•During the first half of 2023, the Group wrote off exploration costs of $10 million (1H 2022: $87 million).
•These were predominantly driven by Kenya, where withdrawal of JV Partners led to a re-assessment of risks associated to reaching a FID, resulting in a Sh1.4bn impairment.
Uncertainties on the value of Project Oil Kenya now remains a concern for British oil explorer-Tullow, with the government pushing approvals of its Field Development Plan to next year.
This is from last month, when Energy Cabinet Secretary Davies Chirchir had indicated a decision would have been made, before Cabinet and Parliament approvals.
In the latest developments, the Energy and Petroleum Regulatory Authority (EPRA), the energy sector regulator, has since been assigned to seek the services of a third party, as a consultant in the process.
“The regulator has recently engaged third party consultants to review the revised FDP and extended the review period to Q1 2024. The Group expects a production licence to be granted once government due process has been completed,” the firm said in its financial brief.
The assessment by government includes whether Kenya is interested in pursuing or dropping the Turkana oil project.
If the project continues, then the government will have to give its input on how Kenya’s crude will be handled by the investors.
This includes the planned construction of the 852 km Lokichar-Lamu pipeline for transporting crude oil from Turkana to Lamu port, for export.
Tullow however now says the Group has identified uncertainties in respect to the ability to realise the estimated VIU; or the present value of the future cash flows expected to be derived from its assets.
This is in line with receiving and subsequently finalising an acceptable offer from a strategic partner and securing governmental approvals relating thereto, obtaining financing for the project and government deliverables.
“These items require satisfactory resolution before the Group can take a Final Investment Decision (FID). The Group continues to progress with the farm down process,” it said.
The firm is currently seeking strategic partners in Project Oil Kenya after the withdrawal of Africa Oil Corporation and Total Energies.
The two gave notice of their respective withdrawal from the Blocks 10BA, 10BB and 13T Production Sharing Contracts and the Joint Operating Agreements, effective 30 June 2023.
They cited “differing internal strategic objectives.”
Due to the binary nature of these uncertainties, the Group was unable to either adjust the cash flows or discount rate appropriately.
It has therefore used its judgement and assessed a probability of achieving FID and therefore the recognition of commercial reserves.
According to Tullow, certain risks have increased since December 2022, predominantly around farm down and project financing.
This has been partially offset by an increased equity interest in the project.
Based on this, the Net Present Value has been revised to $246.7 million (Sh36.8 billion) and an impairment of $9.1 million (Sh1.4 billion) has been recognised as at June 30, 2023.
Net present value is used to determine whether or not an investment, project, or business will be profitable down the line.

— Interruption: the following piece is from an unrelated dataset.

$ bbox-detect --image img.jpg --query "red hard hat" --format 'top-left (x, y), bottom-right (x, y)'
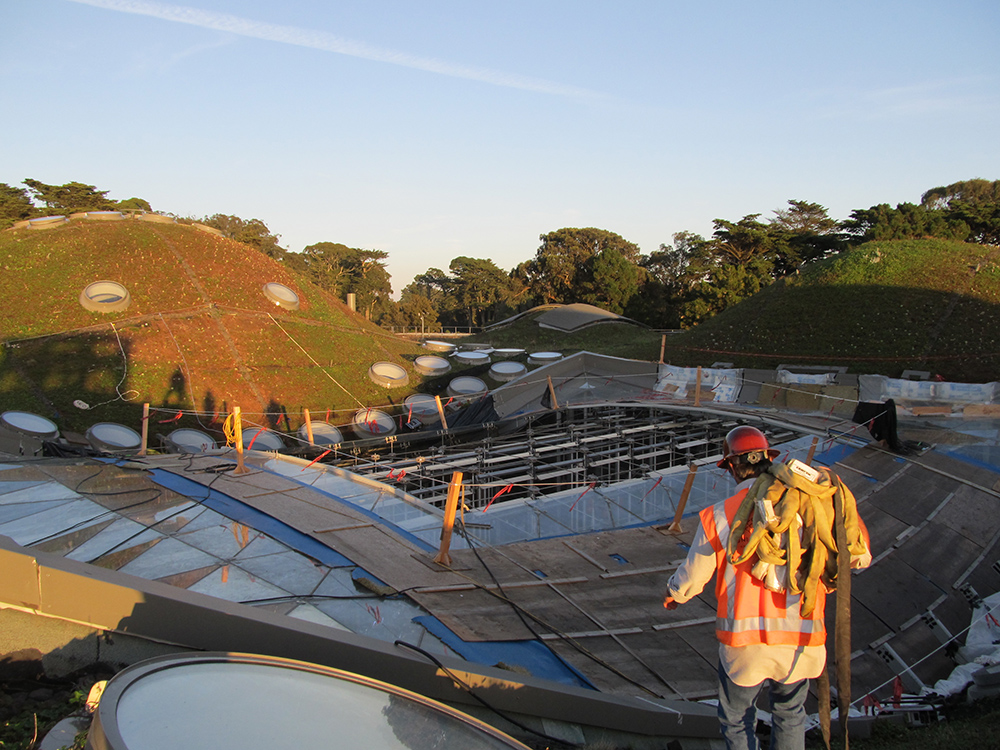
top-left (716, 425), bottom-right (779, 469)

“Should the uncertainties around the project be resolved, there will be a reversal of a previously recorded impairment,” Tullow noted.
However, if the uncertainties are not resolved there will be an additional impairment of $246.7 million.
During the first half of 2023, the Group has written off exploration costs of $10 million (1H 2022: $87 million).
According to management, the costs were predominantly driven by Kenya, where withdrawal of the JV Partners led to a re-assessment of risks associated to reaching a final investment decision, resulting in the Sh1.4 billion a $9 million impairment.
Discussions with the Kenyan government on approval of the Field Development Plan (FDP) commenced in January last year, after submissions had been made in December the previous year.
An updated FDP was submitted on March 3, 2023 for review.
Tullow which currently owns 100 per cent of the Turkana oil project is in talks with a number of potential investors, it has reported.
“Tullow is now the sole partner in the project.This has created a more flexible proposition for a strategic partnership and discussions continue with several interested parties,” management said.
Indian Oil Company–ONGC Videsh Limited (OVL) is among those reported to be interested in taking up a stake in the British firm’s Kenyan assets.
ONGC Videsh is reported to be seeking clarity before making an investment decision.
“Several interest parties including India’s ONGC Videsh Limited have expressed their interest in coming on board as a strategic partner in the development of our Kenyan asset,” Tullow Kenya BV managing director Madhan Srinivasan, told the Star.
Whilst the process has taken longer than expected, Tullow remains focused on securing a strategic partnership this year, he said.
Failure to secure a strategic partner would however impact on its ability to progress the Kenya project to final investment decision and unlock value, the firm’s leadership noted.
CS Chirchir had earlier indicated the government was also in talks with Chinese and Indian investors to put capital in the project, as it reviews the final investment.
He said Kenya would continue to back Tullow's push for commercial oil production in Turkana, despite the timelines shifting to beyond 2027.